Got up this morning to minus 31 Celsius.  Had to hustle out to the road with my garbage for the pickup.  Stoked up the wood fire.

This week I spent time devising parameters for my book cover, and giving direction to the graphic artist.  I know what I want but I don’t have the expertise with graphic software.

And I spent time with a cartographer (They call ’em GIS specialists nowadays) to order maps for the novel.  Earlier I had spent countless hours debating with myself about whether I should go with maps for a novel.  But since landscape is a character in this story, I decided to go for it (them).
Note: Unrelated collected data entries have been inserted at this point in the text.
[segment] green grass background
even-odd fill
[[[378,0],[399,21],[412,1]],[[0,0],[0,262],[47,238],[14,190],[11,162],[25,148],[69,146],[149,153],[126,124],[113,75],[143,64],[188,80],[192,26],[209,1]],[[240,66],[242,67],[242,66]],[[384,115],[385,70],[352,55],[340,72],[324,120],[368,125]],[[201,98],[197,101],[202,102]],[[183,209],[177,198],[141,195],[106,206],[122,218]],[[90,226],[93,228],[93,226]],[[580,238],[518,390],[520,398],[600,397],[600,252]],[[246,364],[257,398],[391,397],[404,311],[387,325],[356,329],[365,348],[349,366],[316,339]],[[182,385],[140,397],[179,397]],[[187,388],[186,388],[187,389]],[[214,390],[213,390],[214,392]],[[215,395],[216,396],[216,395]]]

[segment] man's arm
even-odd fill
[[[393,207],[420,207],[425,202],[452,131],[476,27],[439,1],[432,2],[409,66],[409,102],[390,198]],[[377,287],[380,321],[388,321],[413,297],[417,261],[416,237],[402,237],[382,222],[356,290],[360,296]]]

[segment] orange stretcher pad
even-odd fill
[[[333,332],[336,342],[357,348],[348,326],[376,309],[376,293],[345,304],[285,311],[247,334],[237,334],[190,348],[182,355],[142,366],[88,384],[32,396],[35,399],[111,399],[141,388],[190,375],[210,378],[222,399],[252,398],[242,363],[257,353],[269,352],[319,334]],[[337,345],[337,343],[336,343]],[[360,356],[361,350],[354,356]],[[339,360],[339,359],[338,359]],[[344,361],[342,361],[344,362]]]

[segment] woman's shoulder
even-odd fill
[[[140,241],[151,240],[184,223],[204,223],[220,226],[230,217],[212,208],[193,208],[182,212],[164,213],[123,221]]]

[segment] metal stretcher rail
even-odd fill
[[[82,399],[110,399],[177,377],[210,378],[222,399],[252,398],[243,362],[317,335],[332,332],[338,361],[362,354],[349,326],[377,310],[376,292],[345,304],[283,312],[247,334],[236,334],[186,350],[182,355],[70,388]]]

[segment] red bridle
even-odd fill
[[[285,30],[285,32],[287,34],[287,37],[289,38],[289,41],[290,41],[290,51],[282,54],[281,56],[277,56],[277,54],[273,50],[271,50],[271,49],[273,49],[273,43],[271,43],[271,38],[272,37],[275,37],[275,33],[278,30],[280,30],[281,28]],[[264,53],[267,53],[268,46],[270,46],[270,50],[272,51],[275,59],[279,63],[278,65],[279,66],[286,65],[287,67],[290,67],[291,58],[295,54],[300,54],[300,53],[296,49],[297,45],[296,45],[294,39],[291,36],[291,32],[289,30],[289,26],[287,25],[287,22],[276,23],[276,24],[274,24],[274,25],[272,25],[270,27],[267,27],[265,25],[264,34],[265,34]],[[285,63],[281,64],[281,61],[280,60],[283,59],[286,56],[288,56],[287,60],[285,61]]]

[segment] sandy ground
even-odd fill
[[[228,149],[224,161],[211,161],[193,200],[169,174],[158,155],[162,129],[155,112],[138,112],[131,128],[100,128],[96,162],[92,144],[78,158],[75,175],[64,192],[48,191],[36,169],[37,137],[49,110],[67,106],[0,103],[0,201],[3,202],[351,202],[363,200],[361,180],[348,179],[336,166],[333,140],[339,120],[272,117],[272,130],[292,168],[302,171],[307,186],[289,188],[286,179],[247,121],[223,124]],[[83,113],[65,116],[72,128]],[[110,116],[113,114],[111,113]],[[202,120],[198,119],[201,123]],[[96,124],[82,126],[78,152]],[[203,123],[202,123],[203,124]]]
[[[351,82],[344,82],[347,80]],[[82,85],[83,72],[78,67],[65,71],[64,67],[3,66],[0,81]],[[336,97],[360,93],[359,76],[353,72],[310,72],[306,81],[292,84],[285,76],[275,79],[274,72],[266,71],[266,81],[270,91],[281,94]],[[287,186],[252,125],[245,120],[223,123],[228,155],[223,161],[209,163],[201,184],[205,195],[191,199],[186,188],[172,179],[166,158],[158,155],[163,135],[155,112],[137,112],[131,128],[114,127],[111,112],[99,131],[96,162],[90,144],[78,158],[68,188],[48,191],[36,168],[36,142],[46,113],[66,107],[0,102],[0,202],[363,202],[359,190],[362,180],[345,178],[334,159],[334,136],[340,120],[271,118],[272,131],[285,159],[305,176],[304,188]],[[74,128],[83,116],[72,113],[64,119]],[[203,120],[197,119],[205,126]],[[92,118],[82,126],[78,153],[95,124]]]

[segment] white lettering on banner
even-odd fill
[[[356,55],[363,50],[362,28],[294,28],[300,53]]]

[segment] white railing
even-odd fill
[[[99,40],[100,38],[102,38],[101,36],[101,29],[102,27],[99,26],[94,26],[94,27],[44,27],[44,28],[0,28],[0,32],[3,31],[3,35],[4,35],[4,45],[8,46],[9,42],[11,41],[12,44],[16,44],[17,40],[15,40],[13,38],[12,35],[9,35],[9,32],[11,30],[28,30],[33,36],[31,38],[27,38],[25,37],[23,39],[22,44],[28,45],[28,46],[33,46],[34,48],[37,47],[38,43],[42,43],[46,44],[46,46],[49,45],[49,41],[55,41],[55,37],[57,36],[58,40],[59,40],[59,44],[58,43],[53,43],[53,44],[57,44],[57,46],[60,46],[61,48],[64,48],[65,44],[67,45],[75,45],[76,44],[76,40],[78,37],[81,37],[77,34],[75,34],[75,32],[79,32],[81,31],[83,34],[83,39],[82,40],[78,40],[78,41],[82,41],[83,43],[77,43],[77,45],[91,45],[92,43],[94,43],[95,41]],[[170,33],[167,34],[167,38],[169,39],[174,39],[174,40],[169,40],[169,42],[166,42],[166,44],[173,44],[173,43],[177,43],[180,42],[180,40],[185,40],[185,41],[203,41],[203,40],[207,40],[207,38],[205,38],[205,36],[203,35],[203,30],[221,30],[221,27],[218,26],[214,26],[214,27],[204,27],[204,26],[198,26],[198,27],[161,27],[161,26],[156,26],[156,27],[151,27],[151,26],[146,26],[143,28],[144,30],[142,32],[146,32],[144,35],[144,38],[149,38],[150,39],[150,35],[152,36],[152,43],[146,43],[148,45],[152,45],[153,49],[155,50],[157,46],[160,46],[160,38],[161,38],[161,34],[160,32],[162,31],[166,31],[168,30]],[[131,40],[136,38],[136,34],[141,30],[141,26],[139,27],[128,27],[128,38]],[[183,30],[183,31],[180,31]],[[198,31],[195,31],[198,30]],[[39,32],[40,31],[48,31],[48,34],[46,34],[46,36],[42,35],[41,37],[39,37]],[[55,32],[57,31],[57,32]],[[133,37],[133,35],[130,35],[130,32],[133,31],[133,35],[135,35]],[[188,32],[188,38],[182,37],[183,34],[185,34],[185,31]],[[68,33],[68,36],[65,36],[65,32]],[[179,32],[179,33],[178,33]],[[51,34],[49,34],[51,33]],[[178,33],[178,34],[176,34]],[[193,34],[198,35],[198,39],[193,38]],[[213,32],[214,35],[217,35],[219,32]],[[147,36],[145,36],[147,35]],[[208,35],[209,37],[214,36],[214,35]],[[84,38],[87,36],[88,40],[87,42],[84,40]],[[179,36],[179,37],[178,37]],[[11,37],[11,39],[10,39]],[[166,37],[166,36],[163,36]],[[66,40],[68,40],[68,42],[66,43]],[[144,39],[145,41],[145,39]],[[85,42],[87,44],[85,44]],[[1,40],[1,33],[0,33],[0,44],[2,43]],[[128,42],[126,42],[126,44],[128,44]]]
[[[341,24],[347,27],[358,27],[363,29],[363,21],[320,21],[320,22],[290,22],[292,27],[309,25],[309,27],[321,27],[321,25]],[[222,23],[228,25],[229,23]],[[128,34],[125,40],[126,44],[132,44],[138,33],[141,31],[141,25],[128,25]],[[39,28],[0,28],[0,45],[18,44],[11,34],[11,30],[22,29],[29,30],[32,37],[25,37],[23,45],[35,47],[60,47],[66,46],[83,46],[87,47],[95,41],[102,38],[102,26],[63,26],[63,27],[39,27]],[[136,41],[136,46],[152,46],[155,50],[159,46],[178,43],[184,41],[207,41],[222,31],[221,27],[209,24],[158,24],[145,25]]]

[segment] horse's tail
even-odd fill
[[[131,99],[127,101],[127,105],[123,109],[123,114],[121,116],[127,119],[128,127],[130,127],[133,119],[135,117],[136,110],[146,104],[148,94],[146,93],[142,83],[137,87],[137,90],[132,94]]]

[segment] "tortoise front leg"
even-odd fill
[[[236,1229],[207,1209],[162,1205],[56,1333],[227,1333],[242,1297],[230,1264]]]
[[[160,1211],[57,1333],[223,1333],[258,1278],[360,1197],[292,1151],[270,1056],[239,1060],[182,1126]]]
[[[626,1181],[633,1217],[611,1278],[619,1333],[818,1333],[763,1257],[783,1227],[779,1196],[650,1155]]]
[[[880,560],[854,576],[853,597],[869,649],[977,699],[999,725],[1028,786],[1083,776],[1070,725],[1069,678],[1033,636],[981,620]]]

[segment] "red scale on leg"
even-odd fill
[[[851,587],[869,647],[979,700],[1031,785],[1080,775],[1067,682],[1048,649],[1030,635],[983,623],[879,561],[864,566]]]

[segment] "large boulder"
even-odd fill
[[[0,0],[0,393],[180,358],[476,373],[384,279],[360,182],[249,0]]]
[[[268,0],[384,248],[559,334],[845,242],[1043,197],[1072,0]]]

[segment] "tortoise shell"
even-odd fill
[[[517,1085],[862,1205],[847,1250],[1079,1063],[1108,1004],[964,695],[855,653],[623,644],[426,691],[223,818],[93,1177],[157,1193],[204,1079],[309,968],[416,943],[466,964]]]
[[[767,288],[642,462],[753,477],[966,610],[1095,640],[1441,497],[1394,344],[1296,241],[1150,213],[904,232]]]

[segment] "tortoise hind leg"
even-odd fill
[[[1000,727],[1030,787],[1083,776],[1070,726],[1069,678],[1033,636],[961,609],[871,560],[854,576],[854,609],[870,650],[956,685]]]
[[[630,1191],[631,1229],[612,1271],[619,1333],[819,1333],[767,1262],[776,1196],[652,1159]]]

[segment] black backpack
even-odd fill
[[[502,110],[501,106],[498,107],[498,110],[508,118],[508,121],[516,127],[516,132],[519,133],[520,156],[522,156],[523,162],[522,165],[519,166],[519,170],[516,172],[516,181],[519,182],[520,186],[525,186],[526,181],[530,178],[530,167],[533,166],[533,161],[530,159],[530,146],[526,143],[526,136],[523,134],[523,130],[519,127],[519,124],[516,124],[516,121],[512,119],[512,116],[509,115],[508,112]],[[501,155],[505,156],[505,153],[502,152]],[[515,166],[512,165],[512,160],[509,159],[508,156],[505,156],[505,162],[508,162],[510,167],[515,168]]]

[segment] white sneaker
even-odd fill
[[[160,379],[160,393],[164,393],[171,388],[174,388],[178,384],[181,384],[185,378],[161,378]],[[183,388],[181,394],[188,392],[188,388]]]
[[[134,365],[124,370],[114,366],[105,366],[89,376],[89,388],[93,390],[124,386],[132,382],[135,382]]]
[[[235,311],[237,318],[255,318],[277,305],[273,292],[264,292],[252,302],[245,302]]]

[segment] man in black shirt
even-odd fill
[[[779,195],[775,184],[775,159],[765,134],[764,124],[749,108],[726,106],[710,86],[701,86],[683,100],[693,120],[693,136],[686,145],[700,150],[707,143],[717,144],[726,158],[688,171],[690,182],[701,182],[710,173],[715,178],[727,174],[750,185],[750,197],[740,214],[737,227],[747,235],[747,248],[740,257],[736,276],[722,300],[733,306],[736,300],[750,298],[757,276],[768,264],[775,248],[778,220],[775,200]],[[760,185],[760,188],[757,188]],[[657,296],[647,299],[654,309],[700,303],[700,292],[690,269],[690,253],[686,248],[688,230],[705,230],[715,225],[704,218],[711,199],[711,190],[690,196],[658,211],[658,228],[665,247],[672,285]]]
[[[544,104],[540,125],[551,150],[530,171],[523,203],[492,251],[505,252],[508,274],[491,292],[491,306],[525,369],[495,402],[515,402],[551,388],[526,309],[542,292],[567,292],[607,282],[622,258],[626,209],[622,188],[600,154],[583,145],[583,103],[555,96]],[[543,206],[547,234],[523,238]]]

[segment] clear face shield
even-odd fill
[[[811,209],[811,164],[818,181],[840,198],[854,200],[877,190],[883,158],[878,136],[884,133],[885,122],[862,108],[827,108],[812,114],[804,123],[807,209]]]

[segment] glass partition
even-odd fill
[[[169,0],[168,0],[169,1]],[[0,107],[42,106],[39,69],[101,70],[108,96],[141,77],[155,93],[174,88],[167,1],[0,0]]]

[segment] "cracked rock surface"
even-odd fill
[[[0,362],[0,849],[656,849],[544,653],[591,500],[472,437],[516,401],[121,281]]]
Two days ago I opened a copy of “Prester John”, by John Buchan.  I had acquired this library discard copy some time ago because I remembered I had studied it when I was a high school student, and I had liked the action and the characters and the landscape.  (Which are elements of the kind of novel that I admire and wish to emulate.)  I wanted to review how he handled them.

And the frontispiece is . . . a map.

So I am simply advancing a great literary tradition.

I have also devoted hours to compiling questions for the Ontario Provincial Police, and this week I interviewed an OPP detective.   My novel, “The Beardmore Relics”, features the OPP assisting the civilian protagonist to solve crimes (Yeah, you heard that right).  I needed to verify a few things about how real detectives operate, because up till now, I’ve been winging it. 

Conclusion – I’ve been amazingly accurate.  Just a bit of tweaking to do.

By the end of next week, I should be finished my vetting and rewriting.

Vetting and rewriting.  That’s the hard part.